User InterACTION Aware Content Generation and Distribution for Next Generation Social TeleVision

The project goal is to develop technologies, which allow viewers at home to engage with pre-produced live action television shows relaxing the rigid and passive nature of present broadcasting ecosystems. It has two key aims:

  •  a group of users can take part in TV shows providing a sense of immersion into the show and seamless engagement with the content;
  • users are encouraged to use TV shows as a mean of social engagement as well as keeping them and their talents more visible across social circles.

Advanced digital media access and delivery platform that enables augmenting traditional audio-visual broadcastings with novel interactivity elements to encourage natural engagement with the content will be developed. Users will be able to take part in pre-recorded live-action shows, which will be made ‘responsive’ to users’ actions by ingeniously using a set of auxiliary streams. Through mixed-reality technologies, one or more users can appear in the show, which can be watched by a selected audience, which will often be users’ social peers. In this way, end users will have access to more engaging personalised content as well as socialise themselves with community members having common interests.

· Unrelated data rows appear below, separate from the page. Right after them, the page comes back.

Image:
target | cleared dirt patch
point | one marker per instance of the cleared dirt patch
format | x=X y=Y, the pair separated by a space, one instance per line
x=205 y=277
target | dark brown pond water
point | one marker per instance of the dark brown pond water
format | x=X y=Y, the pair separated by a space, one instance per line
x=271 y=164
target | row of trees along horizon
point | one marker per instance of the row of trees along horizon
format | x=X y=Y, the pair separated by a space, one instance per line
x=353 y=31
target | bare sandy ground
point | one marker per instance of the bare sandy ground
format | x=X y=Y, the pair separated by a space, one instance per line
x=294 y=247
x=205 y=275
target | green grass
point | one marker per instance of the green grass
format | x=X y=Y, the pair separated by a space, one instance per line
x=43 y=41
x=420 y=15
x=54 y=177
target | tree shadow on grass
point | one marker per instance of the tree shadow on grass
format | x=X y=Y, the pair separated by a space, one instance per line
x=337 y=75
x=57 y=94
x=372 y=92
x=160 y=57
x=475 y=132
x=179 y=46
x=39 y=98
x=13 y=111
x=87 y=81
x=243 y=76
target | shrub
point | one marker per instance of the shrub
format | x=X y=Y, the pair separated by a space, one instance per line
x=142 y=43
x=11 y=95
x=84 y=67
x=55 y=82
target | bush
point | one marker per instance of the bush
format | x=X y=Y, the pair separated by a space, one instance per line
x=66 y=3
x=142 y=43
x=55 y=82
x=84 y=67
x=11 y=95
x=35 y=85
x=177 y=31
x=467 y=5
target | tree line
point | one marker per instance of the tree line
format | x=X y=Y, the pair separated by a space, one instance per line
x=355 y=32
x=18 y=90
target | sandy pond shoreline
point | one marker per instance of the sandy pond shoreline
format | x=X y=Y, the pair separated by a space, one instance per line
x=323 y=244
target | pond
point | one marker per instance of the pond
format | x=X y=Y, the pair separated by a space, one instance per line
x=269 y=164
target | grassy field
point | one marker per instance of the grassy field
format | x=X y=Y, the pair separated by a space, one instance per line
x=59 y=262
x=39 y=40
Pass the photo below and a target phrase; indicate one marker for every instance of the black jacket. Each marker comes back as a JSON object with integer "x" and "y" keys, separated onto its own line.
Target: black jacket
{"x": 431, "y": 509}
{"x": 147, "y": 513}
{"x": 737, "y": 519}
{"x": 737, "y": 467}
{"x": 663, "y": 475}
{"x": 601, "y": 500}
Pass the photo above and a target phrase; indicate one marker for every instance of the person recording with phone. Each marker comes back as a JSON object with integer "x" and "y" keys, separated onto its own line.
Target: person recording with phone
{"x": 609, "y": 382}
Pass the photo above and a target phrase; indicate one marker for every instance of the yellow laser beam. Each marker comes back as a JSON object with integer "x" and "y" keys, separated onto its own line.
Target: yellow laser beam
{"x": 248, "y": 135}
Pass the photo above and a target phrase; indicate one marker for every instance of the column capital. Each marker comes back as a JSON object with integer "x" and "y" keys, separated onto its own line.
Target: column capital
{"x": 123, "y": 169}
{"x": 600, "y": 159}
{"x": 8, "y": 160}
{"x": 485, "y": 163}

ACTION-TV supports a range of applications from an individual trying out a garment in a TV advert to a group of users interactively attending a TV talent show with the convenience of staying at home. Ways of utilising the proposed interactive television concept are endless and only limited by the imagination of inspiring content producers.

Project objectives:

  • User interaction and engagement aware content creation

Today, TV content is mainly produced under the assumption of a passive audience. The interaction between users and TV content is practically limited to phone calls, Internet chats, and live video feeds. To bring interactivity between viewers and TV content to the next level, ACTION-TV will develop novel content production technologies which will enable viewers to become actors, i.e. they will be able to become an active part of the broadcasted TV content by inserting themselves as a dynamic 3D object in the broadcasted scene, influence the plot of the content, and share the same media environment with a social group.

This objective considers the revision of conventional content production workflows for studio environments and the development of new modules which extend these workflows and enable the creation of content for personalised, interactive, engaging, and shared media experiences. This is achieved by investigating and specifying camera configurations, designing and managing spaces of interaction, acquiring and reconstructing scene geometry information, analysing video and geometry data, and extracting other metadata which is required for immersive rendering of home user objects. The metadata also provides guidelines for automating non-linear editing workflow and associated constraints to assist intermediatories for producing meaningful and non-disruptive yet relevant and satisfying outcome after responding to user interactions.

  • User model generation and real-time rendering

ACTION-TV will extract the 3D model of users in order to render them perspectively correct to the virtual scene. Hereby, the producer may define the setup, which adds further constraints to the rendering process. The overall goal is to adapt the users’ gaze direction and perspective according to a given shared virtual environment. A key issue here is eye contact between different virtual users.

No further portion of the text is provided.